Siglo XVIII- Entre 1749 y 1775 el Marqués de la Ensenada, ministro ilustrado durante el reinado de Fernando VI, decidió realizar un nuevo modelo de Hacienda en el que el impuesto único del Catastro sustituiría al resto. Para ello se realizó un exhaustivo estudio de los habitantes, propiedades, edificios, censos... de los 15.000 lugares pertenecientes a la Corona de Castilla. En la descripción correspondiente a esta localidad realizada un 12 de julio de 1752 aparece inscrita como “Valdeabellano de Soria” aunque luego en el interior se escribe correctamente. Las respuestas a las 40 preguntas que se formularon aportan información muy relevante de la vida en esta localidad en ese año. Vivían 171 vecinos y había 211 casas. Describe el tipo de recursos económicos, tipo de montes, prados, cultivos y ganado, aportando incluso cifras del número de cabezas de algunos vecinos. Curiosa la reseña de que no había colmenas en el término municipal. En cuanto a la ocupación de los habitantes reseña los oficios y lo que ganaban: 1 escribano, 1 médico, 1 boticario, 2 notarios apostólicos, 1 sacristán, 2 taberneros, 1 panadero, 1 mesonero, 3 mayorales, 23 pastores, 14 ayudadores, 82 labradores (apunta que muchos de ellos también llevaban ganado), 2 maestros de sastre, 3 tejedores de paños, 1 zapatero, 1 albañil, 3 religiosos y 6 pobres de solemnidad. Por último señalar la existencia de un hospital “para recoger peregrinos y pasajeros mendicantes y para la curación y asistencia de enfermos vecinos de este lugar, pobres de solemnidad”. 



Siglo XIX- En 1833, otro ministro, Javier de Burgos, en este caso durante la regencia de María Cristina de Borbón, realizó otra reforma que marcaría el mapa provincial español. Valdeavellano continúo siendo soriano, no así las localidades al otro lado de la Sierra Cebollera, la comarca conocida como los Cameros pasaron a la provincia limítrofe.
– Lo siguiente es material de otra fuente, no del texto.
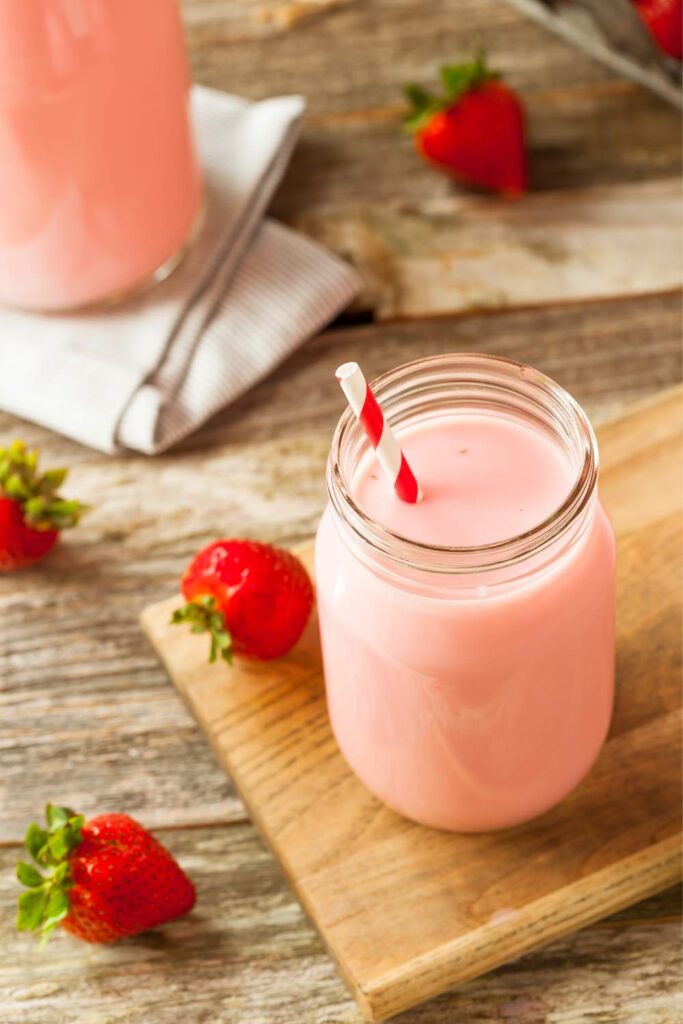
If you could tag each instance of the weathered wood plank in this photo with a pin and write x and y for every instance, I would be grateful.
(88, 717)
(471, 253)
(247, 954)
(421, 244)
(409, 912)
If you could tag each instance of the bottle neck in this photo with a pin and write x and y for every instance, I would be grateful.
(464, 383)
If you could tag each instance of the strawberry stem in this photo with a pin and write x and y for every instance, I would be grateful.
(204, 616)
(457, 80)
(45, 902)
(42, 507)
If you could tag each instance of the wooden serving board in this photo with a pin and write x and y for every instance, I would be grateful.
(409, 911)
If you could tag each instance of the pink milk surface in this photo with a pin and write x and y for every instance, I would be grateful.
(478, 706)
(98, 179)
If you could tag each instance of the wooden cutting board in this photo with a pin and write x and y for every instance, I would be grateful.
(409, 911)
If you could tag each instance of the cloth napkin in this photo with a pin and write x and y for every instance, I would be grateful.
(144, 374)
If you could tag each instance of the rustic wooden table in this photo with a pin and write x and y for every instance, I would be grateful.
(582, 279)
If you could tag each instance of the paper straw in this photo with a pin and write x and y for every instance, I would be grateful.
(378, 431)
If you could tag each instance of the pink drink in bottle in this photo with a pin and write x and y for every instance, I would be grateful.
(99, 185)
(468, 639)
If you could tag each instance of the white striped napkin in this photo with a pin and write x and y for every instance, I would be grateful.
(146, 373)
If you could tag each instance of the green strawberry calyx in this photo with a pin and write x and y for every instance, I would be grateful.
(37, 494)
(457, 80)
(204, 615)
(45, 901)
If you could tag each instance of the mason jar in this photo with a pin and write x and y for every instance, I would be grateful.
(98, 176)
(470, 688)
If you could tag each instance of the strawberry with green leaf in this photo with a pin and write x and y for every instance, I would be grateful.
(251, 598)
(475, 131)
(32, 511)
(101, 880)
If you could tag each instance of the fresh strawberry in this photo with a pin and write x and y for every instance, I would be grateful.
(476, 132)
(253, 599)
(32, 513)
(101, 880)
(665, 20)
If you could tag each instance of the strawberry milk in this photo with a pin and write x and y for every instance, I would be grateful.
(468, 639)
(98, 180)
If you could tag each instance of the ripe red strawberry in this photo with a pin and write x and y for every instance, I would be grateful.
(253, 599)
(665, 20)
(102, 880)
(476, 132)
(32, 513)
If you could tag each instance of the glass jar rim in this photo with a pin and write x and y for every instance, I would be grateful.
(463, 370)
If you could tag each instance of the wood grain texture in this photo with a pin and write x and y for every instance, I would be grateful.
(248, 955)
(409, 911)
(86, 713)
(421, 244)
(87, 716)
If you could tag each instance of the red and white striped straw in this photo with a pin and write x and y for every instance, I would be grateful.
(379, 433)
Para conocer Valdeavellano en la primera mitas de este siglo nos remitimos al “Diccionario Geográfico- Estadístico de España y Portugal. 1826-1829” elaborado por el doctor Sebastián de Miñano y Bedoya, de la Real Academia de la Historia.  En el volumen correspondiente a Valdeavellano, que escribe “Val de Avellano”, señala que viven 220 vecinos y 996 habitantes, posee un Pósito (una especie de banco de alimentos de la época) y contribuía con 3.897 reales y 2 maravedises.
Otra fuente de información es el “Diccionario geográfico- estadístico-histórico de España y sus posesiones de Ultramar” realizado entre 1945 y 1950 por el político y geógrafo Pascual Madoz. En el tomo dedicado a Soria encontramos la reseña correspondiente a Valdeavellano. Destacar entre otros datos que la localidad se encuentra “en un delicioso valle con arbolado de avellanos, álamos y otros y goza de clima sano…”. Apunta que viven 196 vecinos, 754 almas y cuenta con 200 casas, escuela con 100 alumnos, 3 ermitas (incluía la desaparecida de San Pedro), 3 molinos harineros y se dedica a “la elaboración de las ricas y tan celebradas mantequillas de Soria”.